[Libav-user] Question about the libraries' naming and rule #16

Soltic Lucas soltic.lucas at gmail.com
Wed Jun 8 02:19:58 CEST 2011


Le 7 juin 2011 à 17:29, Phil Turmel a écrit :
> Admirable intent, but you must make it possible for your users to substitute their own compilation of FFmpeg into your application.  Dynamic linking is the simplest way to satify that requirement of the LGPL.

What does LGPL exactly says about this point? I'm asking this because users CAN replace my static FFmpeg's libraries with their own, but they would need to recompile the library. Thus it's not the simplest way, but it's possible.

> Another case:  If your app hard-codes a specific codec, and the end-user wants a different one, they could modify their personal copy of FFmpeg to change codec IDs, and trick your app into using the alternate.  That's why you are obligated to permit reverse engineering of *your* code.

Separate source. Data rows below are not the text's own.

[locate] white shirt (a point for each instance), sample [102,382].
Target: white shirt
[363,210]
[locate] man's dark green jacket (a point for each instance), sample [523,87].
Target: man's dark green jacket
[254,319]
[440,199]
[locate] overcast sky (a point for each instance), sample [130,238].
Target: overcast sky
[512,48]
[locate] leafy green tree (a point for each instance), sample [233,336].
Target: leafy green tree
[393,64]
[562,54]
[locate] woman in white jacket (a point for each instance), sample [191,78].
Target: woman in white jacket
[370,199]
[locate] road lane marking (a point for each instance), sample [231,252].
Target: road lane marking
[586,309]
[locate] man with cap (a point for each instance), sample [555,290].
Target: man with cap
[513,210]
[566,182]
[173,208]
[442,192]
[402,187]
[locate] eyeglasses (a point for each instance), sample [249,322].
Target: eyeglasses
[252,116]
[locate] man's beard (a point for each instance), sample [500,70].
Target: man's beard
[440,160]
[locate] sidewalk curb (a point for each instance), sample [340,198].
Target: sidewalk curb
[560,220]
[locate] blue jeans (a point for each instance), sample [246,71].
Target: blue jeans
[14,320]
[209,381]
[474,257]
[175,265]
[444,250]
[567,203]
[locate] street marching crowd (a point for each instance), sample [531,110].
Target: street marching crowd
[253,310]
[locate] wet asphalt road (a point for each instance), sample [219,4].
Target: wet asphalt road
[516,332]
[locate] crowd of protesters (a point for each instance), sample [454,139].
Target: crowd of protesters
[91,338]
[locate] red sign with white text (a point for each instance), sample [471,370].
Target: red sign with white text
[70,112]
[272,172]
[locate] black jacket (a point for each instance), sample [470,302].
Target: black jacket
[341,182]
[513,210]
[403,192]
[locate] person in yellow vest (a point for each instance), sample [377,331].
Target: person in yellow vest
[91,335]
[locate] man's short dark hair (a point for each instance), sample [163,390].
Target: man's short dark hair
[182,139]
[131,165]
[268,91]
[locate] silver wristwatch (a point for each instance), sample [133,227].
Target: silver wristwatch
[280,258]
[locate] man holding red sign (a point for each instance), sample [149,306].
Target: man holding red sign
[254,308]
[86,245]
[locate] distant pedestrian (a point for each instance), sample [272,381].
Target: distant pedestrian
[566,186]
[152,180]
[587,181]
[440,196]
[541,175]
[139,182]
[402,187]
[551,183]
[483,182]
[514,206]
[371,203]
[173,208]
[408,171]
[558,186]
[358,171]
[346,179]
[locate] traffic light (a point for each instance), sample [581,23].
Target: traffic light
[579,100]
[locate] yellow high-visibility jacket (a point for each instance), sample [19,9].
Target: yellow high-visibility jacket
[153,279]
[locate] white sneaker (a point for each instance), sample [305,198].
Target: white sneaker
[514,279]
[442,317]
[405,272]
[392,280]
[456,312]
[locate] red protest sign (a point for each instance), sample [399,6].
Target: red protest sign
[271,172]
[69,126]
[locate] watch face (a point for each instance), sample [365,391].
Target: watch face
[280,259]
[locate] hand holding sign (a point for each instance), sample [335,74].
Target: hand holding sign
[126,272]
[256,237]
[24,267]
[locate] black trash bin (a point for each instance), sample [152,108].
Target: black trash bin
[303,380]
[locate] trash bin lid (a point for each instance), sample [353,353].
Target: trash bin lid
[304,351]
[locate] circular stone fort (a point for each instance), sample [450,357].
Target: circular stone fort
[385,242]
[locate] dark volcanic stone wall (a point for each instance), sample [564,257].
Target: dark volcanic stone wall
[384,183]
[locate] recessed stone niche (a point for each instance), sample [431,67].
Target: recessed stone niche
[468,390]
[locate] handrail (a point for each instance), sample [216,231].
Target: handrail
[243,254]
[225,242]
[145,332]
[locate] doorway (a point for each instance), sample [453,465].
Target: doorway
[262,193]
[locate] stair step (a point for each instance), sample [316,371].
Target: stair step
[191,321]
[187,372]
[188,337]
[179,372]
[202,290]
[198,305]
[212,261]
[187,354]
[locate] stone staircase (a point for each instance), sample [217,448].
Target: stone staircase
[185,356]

I do provide the source code of my library and the script used to build it. With this script the developer can exactly choose which decoders he/she wants to enable. If he/she ever wanted to modify the FFmpeg sources he can too. If he/she ever wanted to change the FFmpeg's version being used, it's possible too. There is nothing against changing the supported codecs, but at build time only. Once it's built, it's built.


Le 7 juin 2011 à 17:30, Alex Cohn a écrit :

> Kirill, it's no cheating to link all libav* static libraries
> (including swscale) into single dynamic library. That's exactly what
> rockplayer did for Android. It is an easy and clean way to avoid LGPL
> troubles.
> 
> Alex

From what you say, I suppose I shouldn't even care for that kind of issue, and should statically link my library against FFmpeg, as LGPL is not a problem to me. Actually I'm getting a bit lost between those who say it's possible, and those who say it's not (easily).